The Aspirin After Breast Cancer (ABC) trial was the first randomized, placebo-controlled trial to evaluate the efficacy of aspirin in preventing breast cancer recurrence among breast cancer survivors. The study was also designed to assess toxicity in adherence.

Subjects enrolled were younger than age 70, because the adverse effects of aspirin are strongly age-related and increase after age 70, said Dr. Chen. In addition, all tumors had to be HER2-negative to ensure a high-risk population.

Patients were randomly assigned to 300 mg daily for 5 years vs placebo, and the study’s primary endpoint was invasive disease–free survival.

ABC Trial Stopped for Futility

Between 2017 and 2020, Dr. Chen and colleagues enrolled 3,021 patients with high-risk, HER2-negative breast cancer. As of January 14, 2022, median follow-up was 24 months, and the median time on treatment was 18 months.

With 111 invasive disease–free survival events in the aspirin arm and 90 events in the placebo arm, results of the study showed worse survival for aspirin users, although the difference was not statistically significant (hazard ratio [HR] = 1.25; P = .1258).

According to Dr. Chen, compliance was high and similar for both aspirin users and the placebo group. Off-protocol use of aspirin and nonsteroidal anti-inflammatory drugs was also low and comparable to other randomized trials, she added.

No difference in the frequency of grade 3 or 4 adverse events between the study arms was reported, and there were no grade 4 cardiac, hematologic, or gastrointestinal events due to aspirin. Dose reductions to 100 mg were uncommon in both study arms, and no new significant safety concerns were identified.

“These data showed no benefit of aspirin at 300 mg daily in terms of breast cancer invasive disease–free survival,” stated Dr. Chen. “Although follow-up was short, the futility bound was clearly crossed, and there was unlikely to be any benefit associated with aspirin with further follow-up.”
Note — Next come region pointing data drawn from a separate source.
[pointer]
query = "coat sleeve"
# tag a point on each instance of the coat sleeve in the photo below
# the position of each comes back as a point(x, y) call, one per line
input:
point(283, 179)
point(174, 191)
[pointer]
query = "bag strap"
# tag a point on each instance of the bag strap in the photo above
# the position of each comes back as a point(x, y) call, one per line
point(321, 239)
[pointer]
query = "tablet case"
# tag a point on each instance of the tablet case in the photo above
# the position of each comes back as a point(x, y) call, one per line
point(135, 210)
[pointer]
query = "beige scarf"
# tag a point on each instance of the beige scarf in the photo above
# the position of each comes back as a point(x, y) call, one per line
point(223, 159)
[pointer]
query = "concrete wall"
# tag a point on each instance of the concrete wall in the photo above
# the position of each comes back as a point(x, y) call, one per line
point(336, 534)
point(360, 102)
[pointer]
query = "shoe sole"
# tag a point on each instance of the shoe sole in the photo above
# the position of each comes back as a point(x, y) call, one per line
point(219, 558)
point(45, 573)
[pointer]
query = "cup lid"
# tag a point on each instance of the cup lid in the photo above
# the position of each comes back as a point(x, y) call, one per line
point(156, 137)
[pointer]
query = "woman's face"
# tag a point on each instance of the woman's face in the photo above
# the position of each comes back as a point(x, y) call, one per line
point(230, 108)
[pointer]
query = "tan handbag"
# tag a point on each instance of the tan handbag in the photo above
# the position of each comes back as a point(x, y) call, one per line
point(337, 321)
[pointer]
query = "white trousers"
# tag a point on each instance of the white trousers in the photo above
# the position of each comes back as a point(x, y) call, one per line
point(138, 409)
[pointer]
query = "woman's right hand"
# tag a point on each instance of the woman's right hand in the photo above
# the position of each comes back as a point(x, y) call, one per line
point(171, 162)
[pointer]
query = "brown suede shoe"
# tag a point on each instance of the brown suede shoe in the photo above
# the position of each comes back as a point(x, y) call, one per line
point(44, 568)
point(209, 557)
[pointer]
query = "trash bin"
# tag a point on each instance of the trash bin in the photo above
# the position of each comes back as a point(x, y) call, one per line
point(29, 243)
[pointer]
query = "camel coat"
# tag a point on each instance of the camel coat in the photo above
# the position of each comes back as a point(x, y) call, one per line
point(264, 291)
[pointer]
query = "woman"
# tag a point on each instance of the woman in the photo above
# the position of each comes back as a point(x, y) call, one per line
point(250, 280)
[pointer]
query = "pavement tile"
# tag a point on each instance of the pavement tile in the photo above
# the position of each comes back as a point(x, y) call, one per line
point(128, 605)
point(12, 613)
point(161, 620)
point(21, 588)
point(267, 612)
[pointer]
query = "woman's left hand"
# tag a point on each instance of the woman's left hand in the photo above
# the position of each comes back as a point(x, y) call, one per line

Dr. Chen also noted the recent publication of two adjuvant celecoxib trials. In both randomized controlled trials, the nonsteroidal anti-inflammatory drug demonstrated no effect on disease-free survival among patients with breast cancer.4,5 In addition, the Aspirin in Reducing Events in the Elderly (ASPREE) study, which enrolled patients aged 70 and older, showed an increased risk of death, primarily cancer deaths, among aspirin users, 19% of whom had a history of cancer.6

Dr. Chen and colleagues plan to conduct additional analyses on tumor and blood samples collected from participants in the ABC trial at baseline and to repeat blood samples that were collected at 2 years. 

DISCLOSURE: Dr. Chen has received institutional research funding from Bayer.

REFERENCES

1. Chen WY, Ballman KV, Winer EP, et al: A randomized phase III, double-blinded, placebo-controlled trial of aspirin as adjuvant therapy for breast cancer (A011502): The Aspirin After Breast Cancer (ABC) Trial. ASCO Plenary Series. Abstract 360922. Presented February 15, 2022.
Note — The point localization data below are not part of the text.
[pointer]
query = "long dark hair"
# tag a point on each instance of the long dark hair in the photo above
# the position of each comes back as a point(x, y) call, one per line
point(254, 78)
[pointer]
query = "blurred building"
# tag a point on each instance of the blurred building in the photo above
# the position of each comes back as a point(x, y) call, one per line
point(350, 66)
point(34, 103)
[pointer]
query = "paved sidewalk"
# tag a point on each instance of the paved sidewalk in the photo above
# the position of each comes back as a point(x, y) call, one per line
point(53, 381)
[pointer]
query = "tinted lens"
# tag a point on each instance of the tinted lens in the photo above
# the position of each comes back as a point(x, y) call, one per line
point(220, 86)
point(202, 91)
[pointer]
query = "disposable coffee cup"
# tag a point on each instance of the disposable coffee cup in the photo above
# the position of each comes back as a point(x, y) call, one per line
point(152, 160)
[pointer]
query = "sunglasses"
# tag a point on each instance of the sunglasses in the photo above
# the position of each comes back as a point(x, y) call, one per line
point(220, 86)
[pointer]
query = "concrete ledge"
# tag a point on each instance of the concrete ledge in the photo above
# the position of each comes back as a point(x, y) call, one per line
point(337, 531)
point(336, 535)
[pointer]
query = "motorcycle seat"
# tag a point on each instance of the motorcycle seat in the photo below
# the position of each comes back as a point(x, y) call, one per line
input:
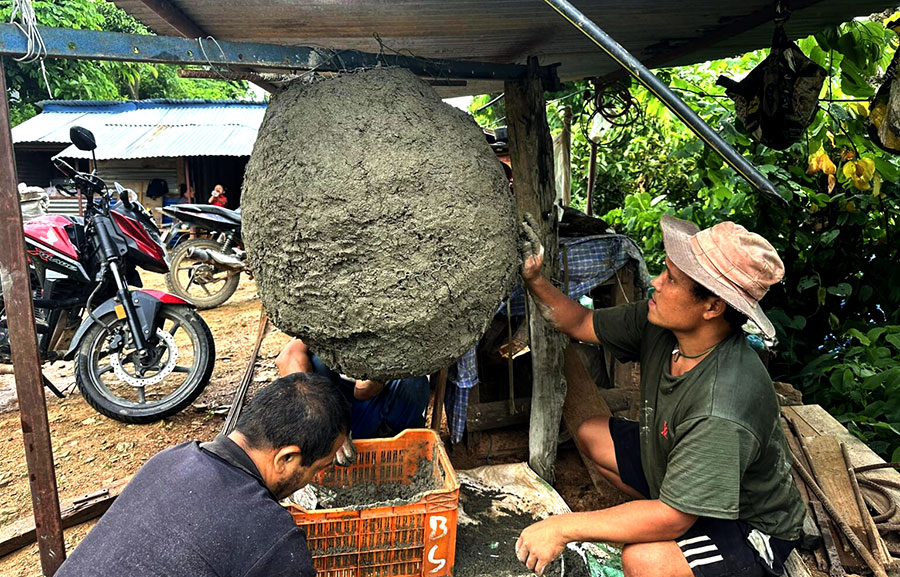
point(208, 209)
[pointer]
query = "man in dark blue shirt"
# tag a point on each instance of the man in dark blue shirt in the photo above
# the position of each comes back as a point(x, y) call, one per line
point(211, 509)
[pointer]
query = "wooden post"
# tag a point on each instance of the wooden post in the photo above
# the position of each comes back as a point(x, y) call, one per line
point(437, 409)
point(26, 358)
point(531, 154)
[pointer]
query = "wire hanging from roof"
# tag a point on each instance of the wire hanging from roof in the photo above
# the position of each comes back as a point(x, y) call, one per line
point(36, 50)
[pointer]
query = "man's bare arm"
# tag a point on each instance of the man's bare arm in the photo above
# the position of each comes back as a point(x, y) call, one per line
point(642, 521)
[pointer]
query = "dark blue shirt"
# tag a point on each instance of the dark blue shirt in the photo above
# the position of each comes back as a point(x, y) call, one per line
point(194, 511)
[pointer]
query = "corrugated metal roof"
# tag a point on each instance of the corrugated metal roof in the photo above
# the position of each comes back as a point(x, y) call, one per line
point(658, 32)
point(149, 128)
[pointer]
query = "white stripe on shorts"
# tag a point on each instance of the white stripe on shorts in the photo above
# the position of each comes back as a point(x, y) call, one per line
point(692, 540)
point(698, 550)
point(707, 561)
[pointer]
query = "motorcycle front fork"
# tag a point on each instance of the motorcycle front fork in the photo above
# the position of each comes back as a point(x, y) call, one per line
point(126, 309)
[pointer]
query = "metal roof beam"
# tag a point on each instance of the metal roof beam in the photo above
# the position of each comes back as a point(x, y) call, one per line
point(95, 45)
point(182, 24)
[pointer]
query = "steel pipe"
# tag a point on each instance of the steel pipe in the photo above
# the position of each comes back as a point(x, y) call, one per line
point(684, 112)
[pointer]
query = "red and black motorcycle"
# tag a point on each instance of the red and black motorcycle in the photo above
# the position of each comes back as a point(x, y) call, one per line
point(140, 355)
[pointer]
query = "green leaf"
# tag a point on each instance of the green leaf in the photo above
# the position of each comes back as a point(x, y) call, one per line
point(807, 282)
point(894, 340)
point(829, 236)
point(865, 293)
point(888, 171)
point(842, 290)
point(859, 336)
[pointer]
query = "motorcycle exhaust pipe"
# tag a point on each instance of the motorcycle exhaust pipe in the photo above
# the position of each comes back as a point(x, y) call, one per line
point(215, 257)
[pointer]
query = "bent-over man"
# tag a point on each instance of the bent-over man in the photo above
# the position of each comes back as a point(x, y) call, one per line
point(707, 462)
point(211, 509)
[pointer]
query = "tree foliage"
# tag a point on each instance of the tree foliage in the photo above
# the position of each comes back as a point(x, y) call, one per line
point(90, 80)
point(836, 313)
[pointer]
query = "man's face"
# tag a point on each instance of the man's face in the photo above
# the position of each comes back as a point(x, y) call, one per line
point(296, 476)
point(673, 305)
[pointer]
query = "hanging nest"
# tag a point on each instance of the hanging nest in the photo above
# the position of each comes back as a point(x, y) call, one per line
point(378, 223)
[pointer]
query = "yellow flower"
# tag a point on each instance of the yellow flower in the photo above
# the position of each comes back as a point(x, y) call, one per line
point(876, 187)
point(860, 173)
point(861, 108)
point(819, 160)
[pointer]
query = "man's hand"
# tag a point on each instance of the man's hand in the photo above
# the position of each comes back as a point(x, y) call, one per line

2. Zhong S, Zhang X, Chen L, et al: Association between aspirin use and mortality in breast cancer patients: A meta-analysis of observational studies. Breast Cancer Res Treat 150:199-207, 2015.

3. Rothwell PM, Fowkes FGR, Belch JFF, et al: Effect of daily aspirin on long-term risk of death due to cancer: Analysis of individual patient data from randomised trials. Lancet 377:31-41, 2011.
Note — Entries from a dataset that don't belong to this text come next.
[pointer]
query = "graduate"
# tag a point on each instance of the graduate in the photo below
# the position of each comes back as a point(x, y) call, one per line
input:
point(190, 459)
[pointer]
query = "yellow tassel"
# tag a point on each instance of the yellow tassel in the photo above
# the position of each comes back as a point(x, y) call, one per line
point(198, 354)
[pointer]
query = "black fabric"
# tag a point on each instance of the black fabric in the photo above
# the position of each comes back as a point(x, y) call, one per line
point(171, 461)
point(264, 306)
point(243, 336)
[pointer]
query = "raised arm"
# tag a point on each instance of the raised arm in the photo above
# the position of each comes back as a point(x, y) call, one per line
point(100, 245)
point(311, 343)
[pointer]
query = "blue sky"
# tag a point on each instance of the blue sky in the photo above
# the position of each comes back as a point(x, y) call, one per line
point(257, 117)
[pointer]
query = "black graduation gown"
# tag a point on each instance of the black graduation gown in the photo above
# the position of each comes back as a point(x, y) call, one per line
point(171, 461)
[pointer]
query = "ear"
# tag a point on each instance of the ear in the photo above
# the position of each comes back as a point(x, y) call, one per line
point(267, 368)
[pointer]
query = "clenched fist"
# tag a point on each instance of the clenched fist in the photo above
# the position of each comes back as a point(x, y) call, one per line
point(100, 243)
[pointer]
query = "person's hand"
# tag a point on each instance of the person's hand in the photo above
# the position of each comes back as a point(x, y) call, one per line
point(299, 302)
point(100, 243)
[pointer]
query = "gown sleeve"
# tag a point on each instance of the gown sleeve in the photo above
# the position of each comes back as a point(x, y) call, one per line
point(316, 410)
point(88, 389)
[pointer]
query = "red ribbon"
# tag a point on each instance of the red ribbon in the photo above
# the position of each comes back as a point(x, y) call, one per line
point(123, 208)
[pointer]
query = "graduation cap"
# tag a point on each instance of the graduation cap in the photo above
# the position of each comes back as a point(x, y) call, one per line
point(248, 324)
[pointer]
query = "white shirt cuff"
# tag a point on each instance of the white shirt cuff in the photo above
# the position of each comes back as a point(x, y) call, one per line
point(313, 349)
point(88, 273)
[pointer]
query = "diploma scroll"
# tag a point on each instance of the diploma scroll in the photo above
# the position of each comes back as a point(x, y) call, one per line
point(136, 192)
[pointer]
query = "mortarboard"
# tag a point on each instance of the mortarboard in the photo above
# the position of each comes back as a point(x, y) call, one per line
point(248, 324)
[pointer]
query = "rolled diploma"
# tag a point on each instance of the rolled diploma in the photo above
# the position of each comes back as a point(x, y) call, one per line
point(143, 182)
4. Strasser-Weippl K, Higgins MJ, Chapman JAW, et al: Effects of celecoxib and low-dose aspirin on outcomes in adjuvant aromatase inhibitor-treated patients: CCTG MA.27. J Natl Cancer Inst 110:1003-1008, 2018.

5. Coombes RC, Tovey H, Kilburn L, et al: Effect of celecoxib vs placebo as adjuvant therapy on disease-free survival among patients with breast cancer: The REACT randomized clinical trial. JAMA Oncol 7:1291-1301, 2021.

6. Orchard SG, Lockery JE, Gibbs P, et al: Cancer history and risk factors in healthy older people enrolling in the ASPREE clinical trial. Contemp Clin Trials 96:106095, 2020.